Subsequent to that, there were Stephen Pate and Carey Hall. Following the 1991 world cycling championships, they also returned positives for anabolic steroids. Again, the Australian Professional Cycling Council, the APCC, put a two-year professional ban on those two athletes. They appealed that ban using the Tutty rugby league case of earlier years. I think it was about 1971 when that came up. They said that this was an unreasonable restraint of trade. They could have lost up to $200,000 a year in income because they could not attend the world championships: cyclists have to compete in Australia to qualify for the world championships. It was taken to court where it was argued that the international counterpart, the Union of Cyclists Internationale, the UCI, had imposed a lesser ban on them than the cycling body in Australia had. They argued that, because the UCI had imposed a lesser penalty, they should also have a lesser penalty imposed upon them out here. Because the APCC did not have a lot of money to fight this case, it was eventually forced into an out-of-court settlement.

There was also a very similar case to that in 1991 involving a fellow called Robertson. He also turned up positive to a steroid. Again, correctly, I believe, the Australian Professional Cycling Council put a two-year ban on him competing in Australia. After a long, drawn out battle of appeals, our cycling body here, strapped for cash, could not afford the lawyers and, again, had to cave in. That was most unfortunate. I know we have budgetary restraints but it is a terrible position when our sporting bodies, doing the right thing, are forced into this sort of situation where they cannot fight this in the courts.

I hope the minister will be addressing that particular aspect. We cannot place too high a priority on getting drugs out of sport in Australia, and in getting consistent protocols, procedures and links between Australia and other countries around the world. We need to have standardised and uniform drug testing procedures and penalties in as many countries around the world as we can. We need to do that through the proper international forum, such as the IOC, so that we can cut out all this nonsense of technicalities and appeals. The sooner that is done, the better. The sooner athletes can compete against each other on an equal footing, and not on an unequal chemical footing, the better it will be—not only because of athletes but also because of human rights.

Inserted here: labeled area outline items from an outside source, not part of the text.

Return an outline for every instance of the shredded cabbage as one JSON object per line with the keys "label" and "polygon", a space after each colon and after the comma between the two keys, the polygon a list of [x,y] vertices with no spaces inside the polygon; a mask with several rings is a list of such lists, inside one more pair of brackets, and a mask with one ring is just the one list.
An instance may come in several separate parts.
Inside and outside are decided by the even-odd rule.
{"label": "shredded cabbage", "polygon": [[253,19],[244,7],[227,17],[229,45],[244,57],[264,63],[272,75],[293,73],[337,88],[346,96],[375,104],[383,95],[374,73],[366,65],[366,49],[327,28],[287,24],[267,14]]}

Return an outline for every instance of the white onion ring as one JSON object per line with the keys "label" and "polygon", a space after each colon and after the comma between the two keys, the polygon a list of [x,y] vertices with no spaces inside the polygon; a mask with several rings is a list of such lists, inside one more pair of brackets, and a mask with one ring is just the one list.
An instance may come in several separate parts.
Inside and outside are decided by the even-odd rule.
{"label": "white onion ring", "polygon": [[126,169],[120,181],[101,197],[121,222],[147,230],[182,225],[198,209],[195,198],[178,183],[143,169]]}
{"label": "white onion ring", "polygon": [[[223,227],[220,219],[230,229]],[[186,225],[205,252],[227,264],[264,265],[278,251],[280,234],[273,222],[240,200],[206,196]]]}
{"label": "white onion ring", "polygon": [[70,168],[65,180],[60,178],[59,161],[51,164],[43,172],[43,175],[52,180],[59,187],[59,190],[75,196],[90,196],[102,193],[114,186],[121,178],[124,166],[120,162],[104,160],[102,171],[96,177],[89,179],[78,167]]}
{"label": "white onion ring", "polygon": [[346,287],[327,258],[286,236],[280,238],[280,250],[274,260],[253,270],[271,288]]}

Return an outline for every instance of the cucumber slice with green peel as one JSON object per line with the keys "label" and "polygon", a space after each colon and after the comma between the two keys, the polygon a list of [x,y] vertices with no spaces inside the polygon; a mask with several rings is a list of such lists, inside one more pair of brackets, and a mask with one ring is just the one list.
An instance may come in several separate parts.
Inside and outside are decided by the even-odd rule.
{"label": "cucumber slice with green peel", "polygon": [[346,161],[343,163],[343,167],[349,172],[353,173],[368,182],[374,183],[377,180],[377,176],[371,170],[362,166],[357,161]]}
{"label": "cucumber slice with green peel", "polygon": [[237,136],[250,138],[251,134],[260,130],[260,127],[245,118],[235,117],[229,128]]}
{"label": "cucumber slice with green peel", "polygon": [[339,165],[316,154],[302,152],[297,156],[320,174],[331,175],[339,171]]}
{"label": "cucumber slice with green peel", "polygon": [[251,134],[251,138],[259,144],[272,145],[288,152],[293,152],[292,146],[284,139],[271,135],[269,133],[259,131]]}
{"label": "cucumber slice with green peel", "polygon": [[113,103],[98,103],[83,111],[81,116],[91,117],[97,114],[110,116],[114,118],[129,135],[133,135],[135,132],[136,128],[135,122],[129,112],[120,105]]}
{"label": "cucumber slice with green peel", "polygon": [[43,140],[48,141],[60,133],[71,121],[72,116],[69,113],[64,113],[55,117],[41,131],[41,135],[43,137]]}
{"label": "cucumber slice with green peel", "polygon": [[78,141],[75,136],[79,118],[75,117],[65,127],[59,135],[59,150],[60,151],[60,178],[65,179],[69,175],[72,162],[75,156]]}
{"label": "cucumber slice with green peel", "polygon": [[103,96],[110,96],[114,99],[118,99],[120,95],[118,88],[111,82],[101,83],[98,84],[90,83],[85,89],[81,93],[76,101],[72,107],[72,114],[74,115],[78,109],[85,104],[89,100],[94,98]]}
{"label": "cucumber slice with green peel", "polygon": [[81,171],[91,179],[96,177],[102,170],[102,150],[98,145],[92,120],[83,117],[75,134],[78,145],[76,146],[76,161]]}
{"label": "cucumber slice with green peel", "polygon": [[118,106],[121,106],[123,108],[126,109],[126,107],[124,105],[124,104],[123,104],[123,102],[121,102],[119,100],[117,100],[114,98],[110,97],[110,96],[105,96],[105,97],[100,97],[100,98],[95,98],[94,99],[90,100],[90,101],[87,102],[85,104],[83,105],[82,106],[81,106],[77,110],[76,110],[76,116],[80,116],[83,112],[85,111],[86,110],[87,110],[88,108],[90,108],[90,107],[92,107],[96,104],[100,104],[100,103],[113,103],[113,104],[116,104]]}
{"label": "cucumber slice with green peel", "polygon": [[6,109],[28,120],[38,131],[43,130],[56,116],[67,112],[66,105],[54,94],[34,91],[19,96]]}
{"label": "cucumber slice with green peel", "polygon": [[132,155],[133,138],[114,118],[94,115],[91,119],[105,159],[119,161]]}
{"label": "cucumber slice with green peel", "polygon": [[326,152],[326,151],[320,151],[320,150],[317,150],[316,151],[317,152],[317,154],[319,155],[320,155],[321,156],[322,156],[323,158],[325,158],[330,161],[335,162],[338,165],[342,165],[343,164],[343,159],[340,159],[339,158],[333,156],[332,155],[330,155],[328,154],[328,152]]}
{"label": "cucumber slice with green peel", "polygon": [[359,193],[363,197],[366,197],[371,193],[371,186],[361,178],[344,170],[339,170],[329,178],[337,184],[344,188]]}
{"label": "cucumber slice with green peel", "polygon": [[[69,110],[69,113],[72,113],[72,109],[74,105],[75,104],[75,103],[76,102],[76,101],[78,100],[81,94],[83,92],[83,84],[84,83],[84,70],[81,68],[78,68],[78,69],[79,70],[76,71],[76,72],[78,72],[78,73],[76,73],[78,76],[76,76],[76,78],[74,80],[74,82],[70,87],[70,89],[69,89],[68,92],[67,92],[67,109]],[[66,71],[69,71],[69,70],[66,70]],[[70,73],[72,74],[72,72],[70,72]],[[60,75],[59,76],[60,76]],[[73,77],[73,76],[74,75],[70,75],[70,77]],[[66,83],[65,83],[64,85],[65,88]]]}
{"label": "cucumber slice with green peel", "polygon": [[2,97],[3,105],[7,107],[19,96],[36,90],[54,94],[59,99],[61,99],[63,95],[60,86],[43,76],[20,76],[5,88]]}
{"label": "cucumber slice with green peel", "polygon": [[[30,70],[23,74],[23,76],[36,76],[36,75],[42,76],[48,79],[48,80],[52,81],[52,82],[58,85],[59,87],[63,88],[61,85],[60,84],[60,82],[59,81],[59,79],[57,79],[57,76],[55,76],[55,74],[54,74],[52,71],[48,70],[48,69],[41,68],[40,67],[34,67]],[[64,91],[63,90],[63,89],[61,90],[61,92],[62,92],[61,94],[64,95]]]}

I commend the work that the minister has done on this bill. I compliment the opposition for supporting this bill in the manner that it has. I hope Australia can continue to move forward as a world leader in this particular area. We can hold our heads up high. We can lead the way and say to the rest of the world, and to those that may be dragging the chain a little—China, for instance—that this is something that we place a very high priority upon indeed.